Add documentation for the classification feature space partitioning

Signed-off-by: Terence Parr <parrt@antlr.org>
parrt · Jan 29, 2023 · dec56e6 · dec56e6
1 parent 808dbf4
commit dec56e6
Showing 1 changed file with 43 additions and 1 deletion.
diff --git a/dtreeviz/trees.py b/dtreeviz/trees.py
@@ -889,6 +889,48 @@ def ctree_feature_space(self,
                             features=None,
                             figsize=None,
                             ax=None):
+        """
+        Decision trees partition feature space into rectangular regions
+        through the series of splits (at internal decision nodes) along the
+        path from the root to a leaf while making a prediction for an input
+        instance. The complete tessellation of feature space is the collection
+        of regions inscribed by all paths from the root to a leaf.
+
+        This function isolates one or two features of interest according to
+        the features parameter and generates a plot.  For one feature, the
+        resulting plot has that feature on the X axis and the associated class
+        targets at different elevations (with some noise) on the Y axis to
+        separate them.  (Use gtype='barstacked' to get a histogram instead.)

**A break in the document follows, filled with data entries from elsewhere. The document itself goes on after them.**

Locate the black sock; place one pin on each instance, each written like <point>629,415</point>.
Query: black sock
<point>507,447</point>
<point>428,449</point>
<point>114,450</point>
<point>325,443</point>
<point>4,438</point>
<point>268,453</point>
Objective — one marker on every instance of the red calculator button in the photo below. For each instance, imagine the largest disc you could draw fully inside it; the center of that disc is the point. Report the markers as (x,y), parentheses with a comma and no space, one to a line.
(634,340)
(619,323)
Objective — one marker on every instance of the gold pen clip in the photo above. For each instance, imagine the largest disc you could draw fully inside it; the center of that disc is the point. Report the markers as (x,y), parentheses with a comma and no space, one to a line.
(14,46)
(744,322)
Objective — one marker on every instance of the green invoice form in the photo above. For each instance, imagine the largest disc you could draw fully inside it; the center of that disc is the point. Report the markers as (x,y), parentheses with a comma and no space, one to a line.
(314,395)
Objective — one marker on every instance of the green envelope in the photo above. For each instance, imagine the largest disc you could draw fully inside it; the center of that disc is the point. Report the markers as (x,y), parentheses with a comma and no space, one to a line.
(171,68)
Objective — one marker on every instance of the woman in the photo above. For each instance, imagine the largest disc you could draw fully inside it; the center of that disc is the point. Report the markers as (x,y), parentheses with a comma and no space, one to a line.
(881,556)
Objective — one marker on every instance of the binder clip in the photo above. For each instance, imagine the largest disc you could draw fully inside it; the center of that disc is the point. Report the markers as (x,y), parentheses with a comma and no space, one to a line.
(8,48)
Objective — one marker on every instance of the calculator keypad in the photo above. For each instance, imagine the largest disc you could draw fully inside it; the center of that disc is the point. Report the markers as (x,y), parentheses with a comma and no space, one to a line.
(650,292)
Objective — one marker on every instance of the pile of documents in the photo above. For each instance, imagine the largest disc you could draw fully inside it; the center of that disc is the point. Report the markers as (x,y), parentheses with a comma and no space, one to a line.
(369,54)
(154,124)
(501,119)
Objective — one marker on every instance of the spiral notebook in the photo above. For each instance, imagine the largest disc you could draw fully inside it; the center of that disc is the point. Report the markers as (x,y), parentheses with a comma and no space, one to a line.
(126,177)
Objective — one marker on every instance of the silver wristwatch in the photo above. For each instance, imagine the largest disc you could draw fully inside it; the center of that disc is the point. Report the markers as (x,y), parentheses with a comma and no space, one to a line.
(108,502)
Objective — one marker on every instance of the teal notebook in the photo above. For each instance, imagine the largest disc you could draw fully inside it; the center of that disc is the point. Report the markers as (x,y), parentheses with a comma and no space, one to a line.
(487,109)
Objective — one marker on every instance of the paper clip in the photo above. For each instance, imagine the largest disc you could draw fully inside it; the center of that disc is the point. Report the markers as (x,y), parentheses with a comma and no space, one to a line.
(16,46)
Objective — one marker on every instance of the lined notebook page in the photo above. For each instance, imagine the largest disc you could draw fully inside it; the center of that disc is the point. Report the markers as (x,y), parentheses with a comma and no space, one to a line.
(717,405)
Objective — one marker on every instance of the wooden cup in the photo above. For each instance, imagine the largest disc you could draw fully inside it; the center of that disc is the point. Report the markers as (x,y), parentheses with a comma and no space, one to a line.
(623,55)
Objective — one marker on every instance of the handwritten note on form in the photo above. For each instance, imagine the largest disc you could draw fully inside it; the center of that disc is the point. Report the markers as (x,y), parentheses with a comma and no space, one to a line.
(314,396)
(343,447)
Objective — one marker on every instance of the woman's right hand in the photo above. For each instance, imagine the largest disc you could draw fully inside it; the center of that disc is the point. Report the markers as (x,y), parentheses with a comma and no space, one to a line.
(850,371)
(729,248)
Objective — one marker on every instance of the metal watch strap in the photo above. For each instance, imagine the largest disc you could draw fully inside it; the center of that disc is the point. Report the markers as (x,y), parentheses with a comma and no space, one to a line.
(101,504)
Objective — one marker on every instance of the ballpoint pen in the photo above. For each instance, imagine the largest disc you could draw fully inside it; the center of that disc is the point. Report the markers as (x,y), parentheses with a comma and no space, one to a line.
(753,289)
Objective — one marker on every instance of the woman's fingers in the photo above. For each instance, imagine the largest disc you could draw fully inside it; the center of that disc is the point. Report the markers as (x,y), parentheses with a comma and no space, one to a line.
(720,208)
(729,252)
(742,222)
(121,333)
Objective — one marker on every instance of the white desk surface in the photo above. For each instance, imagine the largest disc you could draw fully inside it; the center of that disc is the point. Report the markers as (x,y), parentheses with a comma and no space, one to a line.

+        For two features, the plot has the two features of
+        interest on the X and Y axes and plots the 2D coordinate for each
+        training data instance. Each marker and region has a unique color
+        according to the classification label.
+
+        Decision nodes associated with features not in the features parameter
+        do not contribute to the tessellation of the feature space. Paths from
+        the root to leaves in the decision tree do not contribute a region unless
+        one or more of the features of interest is tested.  Given a model
+        trained with exactly two features, calling this function with those
+        two features results in disjoint regions. Any coordinate in 2D feature
+        space would always lead to a unique leaf.
+
+        When the model is trained on more than two features, however, the same
+        coordinate in the 2D feature space of interest could appear in
+        multiple paths from the root to a leaf. Consequently, it is possible
+        for regions to overlap because the tree is testing other variables
+        along those paths (so that each coordinate in d-space for d model
+        features still reaches a unique leaf).  Overlapping regions simply
+        means another feature would disambiguate those regions during model
+        inference.
+
+        :param gtype: {'strip','barstacked'}
+        :param show: Plot elements to show: {'title', 'legend', 'splits'}
+        :param features: A list of strings containing one or two features of interest.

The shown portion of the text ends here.